59.363 Introduction to Disability Studies Credits: 3

Course Details
Min Credits 3
Max Credits 3
Course ID 6307
Status Active

This course provides students with a wide range of interests and backgrounds with the opportunity to examine their own mental model(attitudes/values/ assumptions) of disability. It includes an overview of the nature of mental retardation and other disabilities and it provides opportunities to explore and understand the historical social response to disability. Students will look at a range of strategies for providing support and intervention and they will learn about how to effect change through a variety of strategies, including advocacy.

Pre/Co-Requisites: Pre-req: 47.101, General Psychology; Student may not enroll if already has credit for 47.363.
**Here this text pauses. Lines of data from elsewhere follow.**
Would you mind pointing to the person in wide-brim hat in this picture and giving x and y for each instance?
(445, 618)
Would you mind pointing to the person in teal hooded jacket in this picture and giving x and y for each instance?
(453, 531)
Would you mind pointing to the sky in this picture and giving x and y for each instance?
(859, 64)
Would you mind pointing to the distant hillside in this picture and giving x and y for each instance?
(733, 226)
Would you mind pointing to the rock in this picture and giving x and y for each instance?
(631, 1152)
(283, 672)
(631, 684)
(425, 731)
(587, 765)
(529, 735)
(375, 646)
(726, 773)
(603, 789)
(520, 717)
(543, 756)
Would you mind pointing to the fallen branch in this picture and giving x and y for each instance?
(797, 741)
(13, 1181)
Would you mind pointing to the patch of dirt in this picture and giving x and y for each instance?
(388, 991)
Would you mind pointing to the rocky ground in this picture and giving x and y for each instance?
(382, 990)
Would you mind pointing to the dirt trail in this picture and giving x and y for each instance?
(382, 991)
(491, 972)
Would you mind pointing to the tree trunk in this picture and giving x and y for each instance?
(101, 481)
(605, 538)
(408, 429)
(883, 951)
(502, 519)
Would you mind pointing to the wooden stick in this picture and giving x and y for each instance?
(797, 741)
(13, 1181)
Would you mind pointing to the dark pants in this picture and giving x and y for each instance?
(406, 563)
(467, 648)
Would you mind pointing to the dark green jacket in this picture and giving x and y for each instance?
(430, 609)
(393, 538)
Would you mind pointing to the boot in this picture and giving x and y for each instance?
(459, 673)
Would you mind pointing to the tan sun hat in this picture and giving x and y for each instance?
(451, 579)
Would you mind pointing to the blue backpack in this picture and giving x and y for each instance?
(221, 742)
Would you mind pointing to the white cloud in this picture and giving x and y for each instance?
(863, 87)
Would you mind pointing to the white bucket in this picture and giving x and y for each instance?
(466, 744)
59.480 Integrative Fieldwork in Developmental Disabilities I Credits: 3

Course Details
Min Credits 3
Max Credits 3
Course ID 6321
Status Active

This course provides for an in-depth exploration of values, and attitudes of participant. It also offers students the chance to deepen their capacity to identify with people with developmental disabilities and for investigating the reality of disenfranchisement. Finally, it provides a forum for discussion of fieldwork experience and to integrate such experience with what they have learned in their Psychology and related courses. (Field Placement Required)

Pre/Co-Requisites: Pre-req: 47.101, and 47.269, and 47.362, or 47.363 or 59.363.

59.481 Integrative Fieldwork in Developmental Disabilities II Credits: 3

Course Details
Min Credits 3
Max Credits 3
Course ID 6322
Status Active

This course is a continuation of 47.480. The classroom experience accompanies the field placement and provides a critical examination of the nature of community and advocacy in the lives of people with disabilities. Students are provided with a forum to explore personal values and attitudes relative to community and to identify key elements of healthy communities. Strategies for supporting people with disabilities to assume valued, community roles will be identified. (Field Placement Required)

Pre/Co-Requisites: Pre-req: 47.101, and 47.269, and 47.362, or 47.363 or 59.363.